У курсанта Васи Симонова смешно торчали красные уши. Он рвал буханку чёрного на мелкие кусочки и бросал их голубям. Голуби, серые как крысы, копошились, били крыльями, вспархивали.

Вася печалился. Утекали последние часы увольнительной. Завтра нужно идти на дежурство. Начальник училища приказал усиленно патрулировать улицы. Даже такую жопу мира как Чкалова.

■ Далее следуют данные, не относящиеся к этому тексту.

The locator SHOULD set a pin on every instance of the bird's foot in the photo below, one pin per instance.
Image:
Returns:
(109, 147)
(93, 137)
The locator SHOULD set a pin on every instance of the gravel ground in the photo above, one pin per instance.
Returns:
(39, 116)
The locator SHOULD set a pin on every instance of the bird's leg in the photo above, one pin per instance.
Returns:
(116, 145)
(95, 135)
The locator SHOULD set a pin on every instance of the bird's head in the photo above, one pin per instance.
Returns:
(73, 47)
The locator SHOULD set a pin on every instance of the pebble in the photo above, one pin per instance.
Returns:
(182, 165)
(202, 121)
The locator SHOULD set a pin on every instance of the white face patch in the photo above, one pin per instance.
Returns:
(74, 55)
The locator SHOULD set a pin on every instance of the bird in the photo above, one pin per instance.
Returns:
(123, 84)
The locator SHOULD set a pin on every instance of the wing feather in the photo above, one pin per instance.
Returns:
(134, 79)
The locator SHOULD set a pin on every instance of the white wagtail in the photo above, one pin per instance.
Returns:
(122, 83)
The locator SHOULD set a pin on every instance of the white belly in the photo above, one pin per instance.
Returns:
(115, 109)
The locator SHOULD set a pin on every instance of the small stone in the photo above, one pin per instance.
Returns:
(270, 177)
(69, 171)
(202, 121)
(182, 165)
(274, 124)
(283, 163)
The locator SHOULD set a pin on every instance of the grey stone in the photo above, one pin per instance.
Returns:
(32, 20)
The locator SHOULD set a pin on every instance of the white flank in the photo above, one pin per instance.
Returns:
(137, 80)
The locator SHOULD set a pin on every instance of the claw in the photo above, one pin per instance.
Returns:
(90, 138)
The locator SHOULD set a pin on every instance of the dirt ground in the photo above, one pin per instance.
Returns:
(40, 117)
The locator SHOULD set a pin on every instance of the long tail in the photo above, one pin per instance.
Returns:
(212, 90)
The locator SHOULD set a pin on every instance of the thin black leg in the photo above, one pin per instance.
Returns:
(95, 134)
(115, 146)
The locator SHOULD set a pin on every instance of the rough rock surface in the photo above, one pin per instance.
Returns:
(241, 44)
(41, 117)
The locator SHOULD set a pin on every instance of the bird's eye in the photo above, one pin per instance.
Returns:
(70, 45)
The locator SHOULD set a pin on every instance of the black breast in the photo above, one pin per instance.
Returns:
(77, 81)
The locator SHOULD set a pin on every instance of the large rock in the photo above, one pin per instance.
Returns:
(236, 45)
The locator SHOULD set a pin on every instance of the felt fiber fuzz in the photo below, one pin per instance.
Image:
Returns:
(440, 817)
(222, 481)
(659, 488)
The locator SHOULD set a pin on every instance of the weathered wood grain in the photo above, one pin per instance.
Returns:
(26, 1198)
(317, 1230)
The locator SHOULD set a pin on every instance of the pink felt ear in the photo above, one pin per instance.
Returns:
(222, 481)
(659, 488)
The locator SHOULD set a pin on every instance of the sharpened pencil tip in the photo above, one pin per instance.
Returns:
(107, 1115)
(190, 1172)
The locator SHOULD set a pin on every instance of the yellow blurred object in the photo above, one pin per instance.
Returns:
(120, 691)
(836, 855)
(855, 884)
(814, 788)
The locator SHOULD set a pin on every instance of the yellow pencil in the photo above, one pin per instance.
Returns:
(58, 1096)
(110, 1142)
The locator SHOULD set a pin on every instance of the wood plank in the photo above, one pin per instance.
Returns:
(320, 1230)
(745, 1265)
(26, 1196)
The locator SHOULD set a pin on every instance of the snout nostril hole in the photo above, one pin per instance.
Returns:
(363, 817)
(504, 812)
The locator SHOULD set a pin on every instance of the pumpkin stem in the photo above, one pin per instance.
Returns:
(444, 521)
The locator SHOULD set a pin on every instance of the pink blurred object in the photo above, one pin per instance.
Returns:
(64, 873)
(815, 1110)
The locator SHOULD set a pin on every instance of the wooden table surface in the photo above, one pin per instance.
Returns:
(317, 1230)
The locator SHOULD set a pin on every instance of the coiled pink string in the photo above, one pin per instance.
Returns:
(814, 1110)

Вот на Чкалова ему завтра и нужно. Там грязно и шваль.

А сегодня хорошо. Он сидит на скамеечке в Соляном саду и ему на всё с большой колокольни. Вот они – столетние дубы, вот он – памятник Пушкину, вот сугробы и застывшее колесо обозрения, как будто его сковало судорогой – на заднем плане.

В голове засела заноза – дурацкая мысль о человеческой ДНК. Удивительно, просто маленькая спираль. И сколько в ней всего, и это всё – мы.

Вася поступил в Череповец из Воронежа, потому что хотел стать суперкрутым разведчиком. Он стремился к этому. Он верил, что сможет.

Его дед был суперкрутым разведчиком. Во время Карибского кризиса он служил в Вашингтоне – это до сих пор секретно (по секрету этот секрет Васе рассказал сам дед – он уже плохо соображал).